West Virginia, says 39 year-old Democrat Stephen Smith, who is running a grassroots, ground up campaign for Governor, is thought of as a red state, a state where the people vote against their own interests, yet, “for 80 years Democrats have held power in West Virginia, and the lives of poor and working people got worse. Especially over the last 20 and 30 years. That is a fact. So when you have a vast array of voters abandoning a party, the best thing to do is not to say, ‘Y’all don’t know what’s going on,’ – but to listen. And if you listen to West Virginians, the people who put them in the dire straits we’re talking about were mostly Democrats.”

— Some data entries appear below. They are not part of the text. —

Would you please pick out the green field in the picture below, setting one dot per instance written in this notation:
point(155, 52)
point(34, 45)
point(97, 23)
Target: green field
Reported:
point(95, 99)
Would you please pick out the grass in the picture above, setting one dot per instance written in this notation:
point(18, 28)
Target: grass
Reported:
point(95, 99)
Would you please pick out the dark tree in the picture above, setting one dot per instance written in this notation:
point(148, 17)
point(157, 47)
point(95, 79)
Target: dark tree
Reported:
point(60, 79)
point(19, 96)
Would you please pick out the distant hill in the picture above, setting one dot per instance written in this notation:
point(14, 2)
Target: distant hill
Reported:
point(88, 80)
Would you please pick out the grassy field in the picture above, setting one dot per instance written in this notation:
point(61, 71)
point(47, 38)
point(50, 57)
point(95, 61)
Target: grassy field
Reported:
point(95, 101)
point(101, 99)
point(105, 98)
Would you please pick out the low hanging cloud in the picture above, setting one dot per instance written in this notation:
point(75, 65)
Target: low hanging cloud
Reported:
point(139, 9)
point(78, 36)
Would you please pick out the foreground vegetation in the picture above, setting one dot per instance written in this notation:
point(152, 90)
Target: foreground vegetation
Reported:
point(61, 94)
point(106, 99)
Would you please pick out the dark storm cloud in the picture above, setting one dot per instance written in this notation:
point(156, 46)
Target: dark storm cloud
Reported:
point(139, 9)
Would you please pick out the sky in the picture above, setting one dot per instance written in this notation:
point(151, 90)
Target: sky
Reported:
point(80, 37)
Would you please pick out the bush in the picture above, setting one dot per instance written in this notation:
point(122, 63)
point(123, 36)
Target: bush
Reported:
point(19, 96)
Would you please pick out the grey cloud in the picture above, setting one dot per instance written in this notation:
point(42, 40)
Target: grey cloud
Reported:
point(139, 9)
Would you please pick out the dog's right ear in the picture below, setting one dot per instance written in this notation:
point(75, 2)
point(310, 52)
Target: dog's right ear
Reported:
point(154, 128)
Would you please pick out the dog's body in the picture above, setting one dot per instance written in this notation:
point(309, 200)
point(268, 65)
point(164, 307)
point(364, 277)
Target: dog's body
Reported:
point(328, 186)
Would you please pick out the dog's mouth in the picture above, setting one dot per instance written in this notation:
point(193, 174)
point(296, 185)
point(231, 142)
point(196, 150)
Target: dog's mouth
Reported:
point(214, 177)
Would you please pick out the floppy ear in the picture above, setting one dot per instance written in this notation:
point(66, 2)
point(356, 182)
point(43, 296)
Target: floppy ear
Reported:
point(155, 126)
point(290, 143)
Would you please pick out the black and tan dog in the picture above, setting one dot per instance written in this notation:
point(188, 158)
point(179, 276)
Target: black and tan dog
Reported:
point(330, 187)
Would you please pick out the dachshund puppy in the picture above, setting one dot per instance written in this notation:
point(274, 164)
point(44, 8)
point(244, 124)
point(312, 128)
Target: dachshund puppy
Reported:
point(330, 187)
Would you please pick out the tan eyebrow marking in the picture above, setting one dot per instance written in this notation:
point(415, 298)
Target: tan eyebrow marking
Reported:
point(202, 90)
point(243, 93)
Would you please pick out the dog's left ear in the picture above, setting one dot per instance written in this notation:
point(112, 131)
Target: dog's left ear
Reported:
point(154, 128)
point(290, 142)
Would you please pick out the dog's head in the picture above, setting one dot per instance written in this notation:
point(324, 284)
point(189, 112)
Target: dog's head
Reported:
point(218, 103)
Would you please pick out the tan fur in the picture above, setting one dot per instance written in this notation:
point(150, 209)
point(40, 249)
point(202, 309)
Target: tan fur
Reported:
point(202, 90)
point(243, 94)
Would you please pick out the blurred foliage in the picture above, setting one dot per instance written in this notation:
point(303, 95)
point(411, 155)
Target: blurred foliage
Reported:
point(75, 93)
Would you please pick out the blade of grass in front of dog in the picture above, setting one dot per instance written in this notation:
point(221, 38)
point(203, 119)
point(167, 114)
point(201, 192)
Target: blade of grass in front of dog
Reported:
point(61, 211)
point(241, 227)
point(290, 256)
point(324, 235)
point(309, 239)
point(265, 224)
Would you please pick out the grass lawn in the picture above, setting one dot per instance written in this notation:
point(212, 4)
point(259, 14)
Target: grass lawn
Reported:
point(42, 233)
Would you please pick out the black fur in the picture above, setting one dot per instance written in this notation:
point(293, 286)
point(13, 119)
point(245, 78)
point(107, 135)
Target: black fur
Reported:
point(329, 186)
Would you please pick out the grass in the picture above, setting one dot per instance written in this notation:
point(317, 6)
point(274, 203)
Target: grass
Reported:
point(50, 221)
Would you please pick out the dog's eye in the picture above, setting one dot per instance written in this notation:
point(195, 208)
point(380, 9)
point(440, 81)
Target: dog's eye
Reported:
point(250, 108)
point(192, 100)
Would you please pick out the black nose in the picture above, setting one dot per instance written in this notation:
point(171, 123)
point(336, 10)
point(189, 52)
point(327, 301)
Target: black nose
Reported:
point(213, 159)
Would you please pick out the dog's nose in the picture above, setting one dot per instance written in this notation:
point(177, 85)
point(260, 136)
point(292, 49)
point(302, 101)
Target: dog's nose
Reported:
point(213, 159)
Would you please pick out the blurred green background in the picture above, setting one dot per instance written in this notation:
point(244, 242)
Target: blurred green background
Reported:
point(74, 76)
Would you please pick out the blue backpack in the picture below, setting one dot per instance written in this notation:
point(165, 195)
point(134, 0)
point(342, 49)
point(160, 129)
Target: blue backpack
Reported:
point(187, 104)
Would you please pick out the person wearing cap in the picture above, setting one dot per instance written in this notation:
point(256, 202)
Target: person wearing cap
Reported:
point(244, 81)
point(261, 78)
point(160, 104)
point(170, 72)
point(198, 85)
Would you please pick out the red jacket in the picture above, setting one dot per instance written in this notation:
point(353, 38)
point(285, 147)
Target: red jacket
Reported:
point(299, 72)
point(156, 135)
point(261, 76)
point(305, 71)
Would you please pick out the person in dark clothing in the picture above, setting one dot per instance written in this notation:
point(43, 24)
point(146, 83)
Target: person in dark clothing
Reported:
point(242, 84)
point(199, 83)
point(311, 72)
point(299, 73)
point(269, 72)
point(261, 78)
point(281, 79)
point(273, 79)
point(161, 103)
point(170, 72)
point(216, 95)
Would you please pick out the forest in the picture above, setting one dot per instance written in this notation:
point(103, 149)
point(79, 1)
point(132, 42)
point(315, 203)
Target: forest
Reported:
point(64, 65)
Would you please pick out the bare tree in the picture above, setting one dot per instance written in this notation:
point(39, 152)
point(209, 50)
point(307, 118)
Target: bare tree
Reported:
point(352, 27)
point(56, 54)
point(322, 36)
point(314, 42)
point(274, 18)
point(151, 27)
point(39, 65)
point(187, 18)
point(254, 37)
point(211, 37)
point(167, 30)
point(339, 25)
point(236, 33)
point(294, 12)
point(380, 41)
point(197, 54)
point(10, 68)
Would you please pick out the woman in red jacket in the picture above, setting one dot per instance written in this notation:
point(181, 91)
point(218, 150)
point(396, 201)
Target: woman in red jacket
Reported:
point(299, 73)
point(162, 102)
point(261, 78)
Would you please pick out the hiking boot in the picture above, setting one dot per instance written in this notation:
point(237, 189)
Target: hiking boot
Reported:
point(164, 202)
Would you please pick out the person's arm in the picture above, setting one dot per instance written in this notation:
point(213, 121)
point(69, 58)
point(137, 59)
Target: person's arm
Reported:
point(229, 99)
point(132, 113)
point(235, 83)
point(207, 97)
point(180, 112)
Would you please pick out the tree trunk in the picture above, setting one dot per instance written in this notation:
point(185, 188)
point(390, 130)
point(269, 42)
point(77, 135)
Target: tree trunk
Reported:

Smith was in Providence at the home of a college friend, fundraising and raising awareness about his campaign. He showed this video to the thirty or so people in attendance:

West Virginia is know for a lot of negatives. Obesity, teen pregnancy, opioid addiction and overdoses, lowest percentage of higher education degrees, a hopeless attachment to the coal industry…

“The story is that we are a place that is hurting, and that we’ve done this to ourselves,” said Smith. “At best, that’s half the story. West Virginia is number one in the amount of time we spend with our neighbors, we’re at or near the top of the list in charitable giving, in volunteer service, in military service, in the time we spend with extended family, and we are the state that sparked the nationwide teachers and school personnel strike…

“In West Virginia, our overdose death rate is one and a half times higher than the second highest state.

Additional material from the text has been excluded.